What killed Melvin Belli was the heartbreak of essentially being told that he was no longer competent to be a lawyer. The judge’s decision that Melvin Belli was unfit to manage his own law office was the death knell’s toll that killed him six days later.
I always thought he would die a more romantic death, in his sleep on an airliner coming home from Tibet, or at the end of an impassioned plea to save his client from the gallows–which his detractors would most likely criticize as just another gimmick to gain the jurors’ sympathy for his client.
One sad note is that Mr. Belli did not live long enough to see the tobacco industry finally brought to justice. He started battling the cigarette companies in the 1960s, claiming back then that nicotine was addictive and smoking causes lung cancer and other diseases. The day is coming closer that the tobacco industry will have to face the music. When the cases start going against the cigarette companies, I will take solace in the fact that the first refrains were written by Melvin Belli.
As for me, I found Mel to be a legal genius on one hand, and a constant attention-seeker on the other. Maybe it was the “only child” syndrome. I don’t know. Mel would sometimes resort to near buffoonery, and the media would rather write about his flamboyancies than his serious contributions to the law because it was more colorful and made better “copy.”
Mel, to me, was a dear, kind man, as loving as he could possibly be toward anyone. But deep down, Mel was an extremely lonely person with few, if any, real friends. I think that Mel may have had a deep fear of personal rejection which caused him to reject his friends and wives before, he feared, they rejected him. Yet whatever personal faults he may have had, Melvin Belli did more for tort law and consumers than any lawyer had and probably ever will single-handedly. The world is a better–and safer–place thanks to Melvin Belli, words that can be said of very few people.

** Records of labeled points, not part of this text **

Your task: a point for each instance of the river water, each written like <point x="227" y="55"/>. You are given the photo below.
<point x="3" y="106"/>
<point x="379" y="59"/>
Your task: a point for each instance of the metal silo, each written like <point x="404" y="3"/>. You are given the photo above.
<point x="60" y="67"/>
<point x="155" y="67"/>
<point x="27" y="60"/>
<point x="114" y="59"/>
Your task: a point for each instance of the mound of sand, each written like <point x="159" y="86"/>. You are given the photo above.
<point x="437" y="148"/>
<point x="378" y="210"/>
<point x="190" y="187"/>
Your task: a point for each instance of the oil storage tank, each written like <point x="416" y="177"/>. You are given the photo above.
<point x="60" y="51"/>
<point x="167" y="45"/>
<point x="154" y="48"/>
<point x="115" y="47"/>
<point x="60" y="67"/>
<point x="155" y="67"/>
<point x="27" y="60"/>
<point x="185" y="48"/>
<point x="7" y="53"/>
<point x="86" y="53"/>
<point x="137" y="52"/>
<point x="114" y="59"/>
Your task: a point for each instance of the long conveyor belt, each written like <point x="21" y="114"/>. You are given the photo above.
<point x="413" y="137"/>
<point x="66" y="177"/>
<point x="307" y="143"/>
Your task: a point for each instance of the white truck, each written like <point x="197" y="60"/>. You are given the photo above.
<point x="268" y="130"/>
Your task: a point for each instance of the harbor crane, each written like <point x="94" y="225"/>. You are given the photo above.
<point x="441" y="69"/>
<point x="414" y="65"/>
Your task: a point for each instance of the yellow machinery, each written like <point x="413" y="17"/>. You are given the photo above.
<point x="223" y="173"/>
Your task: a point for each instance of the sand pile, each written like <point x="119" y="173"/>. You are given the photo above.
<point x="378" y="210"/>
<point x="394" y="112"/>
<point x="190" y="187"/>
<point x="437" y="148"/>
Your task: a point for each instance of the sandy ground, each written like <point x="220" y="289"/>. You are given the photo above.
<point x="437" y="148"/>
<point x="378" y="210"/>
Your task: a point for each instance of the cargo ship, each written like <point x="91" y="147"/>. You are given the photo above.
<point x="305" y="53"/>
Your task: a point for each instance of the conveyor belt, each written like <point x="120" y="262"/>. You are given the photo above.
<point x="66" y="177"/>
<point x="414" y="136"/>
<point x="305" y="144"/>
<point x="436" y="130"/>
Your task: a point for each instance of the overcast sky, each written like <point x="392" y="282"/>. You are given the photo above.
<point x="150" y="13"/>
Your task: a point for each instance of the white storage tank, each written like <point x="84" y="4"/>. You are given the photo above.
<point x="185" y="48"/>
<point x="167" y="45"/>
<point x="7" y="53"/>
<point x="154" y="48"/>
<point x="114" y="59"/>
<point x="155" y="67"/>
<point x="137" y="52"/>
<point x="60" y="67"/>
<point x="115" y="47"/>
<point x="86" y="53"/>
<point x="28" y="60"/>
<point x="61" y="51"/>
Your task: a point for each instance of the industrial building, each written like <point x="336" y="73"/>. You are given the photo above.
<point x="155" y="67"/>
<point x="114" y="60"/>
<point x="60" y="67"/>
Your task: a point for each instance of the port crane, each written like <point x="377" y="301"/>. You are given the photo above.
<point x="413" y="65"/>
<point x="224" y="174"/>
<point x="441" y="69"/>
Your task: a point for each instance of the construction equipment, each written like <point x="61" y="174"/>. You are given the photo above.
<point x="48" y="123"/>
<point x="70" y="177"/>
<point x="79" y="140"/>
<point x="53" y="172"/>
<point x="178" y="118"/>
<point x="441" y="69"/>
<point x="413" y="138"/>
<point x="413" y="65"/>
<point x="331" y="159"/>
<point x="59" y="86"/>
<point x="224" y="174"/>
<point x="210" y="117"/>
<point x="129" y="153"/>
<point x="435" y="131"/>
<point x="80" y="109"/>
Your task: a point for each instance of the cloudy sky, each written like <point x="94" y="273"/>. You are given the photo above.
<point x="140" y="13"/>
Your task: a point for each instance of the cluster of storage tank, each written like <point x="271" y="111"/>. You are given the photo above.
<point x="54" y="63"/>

Some years ago, after a particularly horrendous natural disaster had resulted in the loss of thousands of lives, one political cartoon depicted Melvin Belli, briefcase in hand, standing on the top of a mountain, with the words booming across the sky, “It’s Melvin Belli to see you, Lord.”
That’s the kind of person Melvin Belli was. He didn’t care whom he had to sue or whose feet he had to step on to get justice for the little guy. I imagine that in heaven now, he’s already got a complaint filed and depositions scheduled.
FOOTNOTES
1. 24 Cal.2d 453, 461 (1944) (Traynor, J., concurring).